System unresponsive when CIFS mount is down,

Having an issue with CIFS mounts that are defined to the SLES 11 SP4 server that cause the ability to interact with it to become extremely slow in responsiveness when the mount becomes unavailable. In this configuration, the mount AA_NexPress_1 is associated with a folder on Windows Server. If for example the Windows Server were powered down RDP session with the SLES server are pretty much locked up. I can ssh into the SLES server and go to any directory and do a simple ll list except root where these mounts are defined. As soon the NexPress Windows Server is up and the directory is reachable the SLES server immediately starts responding normally.

Below is the directory definitions for the mounts, as well as the mount definitions in fstab.

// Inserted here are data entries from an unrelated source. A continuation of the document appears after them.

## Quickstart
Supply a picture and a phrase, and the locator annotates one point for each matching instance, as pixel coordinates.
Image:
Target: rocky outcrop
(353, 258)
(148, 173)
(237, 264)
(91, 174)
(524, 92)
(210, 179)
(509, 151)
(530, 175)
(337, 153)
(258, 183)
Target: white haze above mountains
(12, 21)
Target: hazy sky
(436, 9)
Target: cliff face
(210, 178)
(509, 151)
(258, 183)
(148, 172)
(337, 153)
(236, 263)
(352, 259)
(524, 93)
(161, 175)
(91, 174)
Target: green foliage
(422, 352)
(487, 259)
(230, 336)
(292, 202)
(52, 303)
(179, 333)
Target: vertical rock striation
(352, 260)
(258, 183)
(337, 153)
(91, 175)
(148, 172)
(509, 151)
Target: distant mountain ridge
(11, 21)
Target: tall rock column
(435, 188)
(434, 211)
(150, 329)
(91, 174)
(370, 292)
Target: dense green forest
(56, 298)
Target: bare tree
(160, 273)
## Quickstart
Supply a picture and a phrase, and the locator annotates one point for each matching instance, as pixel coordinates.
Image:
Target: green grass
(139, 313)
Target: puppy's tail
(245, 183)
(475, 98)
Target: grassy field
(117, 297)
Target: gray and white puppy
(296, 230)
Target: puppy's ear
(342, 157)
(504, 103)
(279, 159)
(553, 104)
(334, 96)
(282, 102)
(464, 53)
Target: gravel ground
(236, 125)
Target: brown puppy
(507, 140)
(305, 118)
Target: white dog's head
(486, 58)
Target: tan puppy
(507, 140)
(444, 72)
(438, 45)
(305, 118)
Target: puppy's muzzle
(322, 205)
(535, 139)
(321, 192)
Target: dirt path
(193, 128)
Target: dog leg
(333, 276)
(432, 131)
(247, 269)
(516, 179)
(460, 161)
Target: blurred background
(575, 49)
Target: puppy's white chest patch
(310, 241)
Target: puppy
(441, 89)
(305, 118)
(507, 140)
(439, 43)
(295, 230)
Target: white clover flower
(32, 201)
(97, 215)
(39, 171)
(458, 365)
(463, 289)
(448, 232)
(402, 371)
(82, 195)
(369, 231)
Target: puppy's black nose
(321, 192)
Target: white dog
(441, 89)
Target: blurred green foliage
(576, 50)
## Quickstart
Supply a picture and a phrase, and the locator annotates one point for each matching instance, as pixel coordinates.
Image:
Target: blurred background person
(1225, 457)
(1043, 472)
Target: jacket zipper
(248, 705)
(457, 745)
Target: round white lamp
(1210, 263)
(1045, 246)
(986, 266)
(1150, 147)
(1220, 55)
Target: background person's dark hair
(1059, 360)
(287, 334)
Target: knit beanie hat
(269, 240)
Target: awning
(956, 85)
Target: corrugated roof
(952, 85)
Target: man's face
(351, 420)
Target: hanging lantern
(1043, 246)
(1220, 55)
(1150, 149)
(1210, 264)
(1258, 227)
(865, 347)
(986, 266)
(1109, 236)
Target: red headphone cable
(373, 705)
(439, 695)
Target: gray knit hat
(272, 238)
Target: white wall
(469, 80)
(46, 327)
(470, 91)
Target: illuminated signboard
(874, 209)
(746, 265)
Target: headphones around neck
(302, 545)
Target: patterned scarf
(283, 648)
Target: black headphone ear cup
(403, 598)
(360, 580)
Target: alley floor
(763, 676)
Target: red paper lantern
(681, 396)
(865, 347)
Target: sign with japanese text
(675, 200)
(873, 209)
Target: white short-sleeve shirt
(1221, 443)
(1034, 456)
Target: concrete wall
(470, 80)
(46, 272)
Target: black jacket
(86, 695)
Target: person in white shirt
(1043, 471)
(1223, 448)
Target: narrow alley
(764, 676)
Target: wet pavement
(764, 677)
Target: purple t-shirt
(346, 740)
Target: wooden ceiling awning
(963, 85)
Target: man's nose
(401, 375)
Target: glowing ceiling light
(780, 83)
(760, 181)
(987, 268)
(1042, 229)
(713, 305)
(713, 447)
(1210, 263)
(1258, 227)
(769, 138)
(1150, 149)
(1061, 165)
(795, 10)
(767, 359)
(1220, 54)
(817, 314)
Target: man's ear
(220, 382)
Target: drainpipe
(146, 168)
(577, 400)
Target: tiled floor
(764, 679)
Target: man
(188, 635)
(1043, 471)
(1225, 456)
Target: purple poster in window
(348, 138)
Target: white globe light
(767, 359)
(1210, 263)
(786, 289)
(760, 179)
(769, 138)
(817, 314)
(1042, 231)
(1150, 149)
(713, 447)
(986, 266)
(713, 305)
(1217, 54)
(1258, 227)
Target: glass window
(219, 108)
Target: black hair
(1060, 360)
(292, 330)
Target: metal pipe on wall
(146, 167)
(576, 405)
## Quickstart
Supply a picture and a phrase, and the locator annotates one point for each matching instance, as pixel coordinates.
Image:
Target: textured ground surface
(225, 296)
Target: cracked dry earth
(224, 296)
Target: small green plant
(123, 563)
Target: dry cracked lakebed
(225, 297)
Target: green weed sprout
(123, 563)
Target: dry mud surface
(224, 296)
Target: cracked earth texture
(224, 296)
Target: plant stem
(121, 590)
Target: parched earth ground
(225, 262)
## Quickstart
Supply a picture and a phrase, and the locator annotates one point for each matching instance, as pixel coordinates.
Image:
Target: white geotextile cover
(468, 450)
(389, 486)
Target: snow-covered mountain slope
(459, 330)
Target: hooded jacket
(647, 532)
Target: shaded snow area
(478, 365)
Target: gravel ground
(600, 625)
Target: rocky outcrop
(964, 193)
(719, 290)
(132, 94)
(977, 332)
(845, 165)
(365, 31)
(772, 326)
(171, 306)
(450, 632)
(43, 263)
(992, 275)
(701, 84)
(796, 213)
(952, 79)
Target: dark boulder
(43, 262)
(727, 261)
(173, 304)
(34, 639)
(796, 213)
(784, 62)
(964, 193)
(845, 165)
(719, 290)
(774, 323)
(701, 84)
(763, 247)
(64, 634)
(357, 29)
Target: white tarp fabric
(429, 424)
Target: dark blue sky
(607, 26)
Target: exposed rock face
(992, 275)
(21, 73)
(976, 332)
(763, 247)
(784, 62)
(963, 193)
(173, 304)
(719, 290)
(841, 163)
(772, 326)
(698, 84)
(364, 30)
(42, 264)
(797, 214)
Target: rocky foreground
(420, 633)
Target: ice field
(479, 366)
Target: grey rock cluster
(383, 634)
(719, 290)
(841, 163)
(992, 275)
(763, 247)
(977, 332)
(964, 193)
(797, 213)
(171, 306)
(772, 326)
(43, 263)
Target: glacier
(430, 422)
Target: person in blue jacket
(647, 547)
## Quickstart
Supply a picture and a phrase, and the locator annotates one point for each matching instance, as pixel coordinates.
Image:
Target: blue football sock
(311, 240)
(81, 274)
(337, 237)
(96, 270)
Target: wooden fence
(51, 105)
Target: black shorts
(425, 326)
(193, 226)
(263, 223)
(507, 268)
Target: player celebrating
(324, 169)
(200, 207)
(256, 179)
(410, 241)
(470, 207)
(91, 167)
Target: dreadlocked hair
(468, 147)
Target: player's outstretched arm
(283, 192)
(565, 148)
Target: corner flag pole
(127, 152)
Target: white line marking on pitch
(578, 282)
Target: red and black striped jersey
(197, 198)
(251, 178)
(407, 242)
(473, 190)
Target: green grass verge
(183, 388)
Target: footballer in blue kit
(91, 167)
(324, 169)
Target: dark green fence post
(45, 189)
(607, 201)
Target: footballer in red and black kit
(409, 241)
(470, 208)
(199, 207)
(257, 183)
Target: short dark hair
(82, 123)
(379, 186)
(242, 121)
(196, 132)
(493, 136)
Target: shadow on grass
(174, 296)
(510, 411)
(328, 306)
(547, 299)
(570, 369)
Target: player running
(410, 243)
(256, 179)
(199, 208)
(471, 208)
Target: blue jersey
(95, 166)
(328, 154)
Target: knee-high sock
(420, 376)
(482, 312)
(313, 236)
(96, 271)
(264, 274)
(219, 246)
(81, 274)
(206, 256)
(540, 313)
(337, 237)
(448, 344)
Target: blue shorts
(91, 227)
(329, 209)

drwxr-xr-x 2 root root 0 Jun 2 11:10 AA_NexPress_1
drwxr-xr-x 2 root root 0 Jun 24 13:57 AA_NexPress_2

//10.5.4.51/HotFolder /AA_NexPress_1 cifs auto,domain=ebnt-1,username=dbcuser,password=xxxxxx 0 0
//10.5.4.52/HotFolder /AA_NexPress_2 cifs auto,domain=ebnt-1,username=dbcuser,password=xxxxxx 0 0

Is there a parameter I can set with fstab so that it times out if the mount becomes unavailable?

Hi duwallace,

have you tried soft-mounting (-o soft, or adding “soft” to the options list in /etc/fstab) the shares?

Regards,
Jens

[QUOTE=jmozdzen;30656]Hi duwallace,

have you tried soft-mounting (-o soft, or adding “soft” to the options list in /etc/fstab) the shares?

Regards,
Jens[/QUOTE]

Hi Jens,

Sorry for the delay in response. I did try adding “soft” to the FSTAB, though the mount stays in place until we issue the ‘umount -fl /AA_NexPress_1’ command. After which, the system respond normally. Just hoping to get it to drop when the mount is unavailable.

Thanks,
Duane

Hi Duane,

Just hoping to get it to drop when the mount is unavailable.

I believe you can only influence if requests to the mounted FS will time out, rather than being retried indefinitely. I wouldn’t know how I’d implement some “unmount on error” approach, other than by monitoring system messages (or some access test) and then “umount -fl” in response.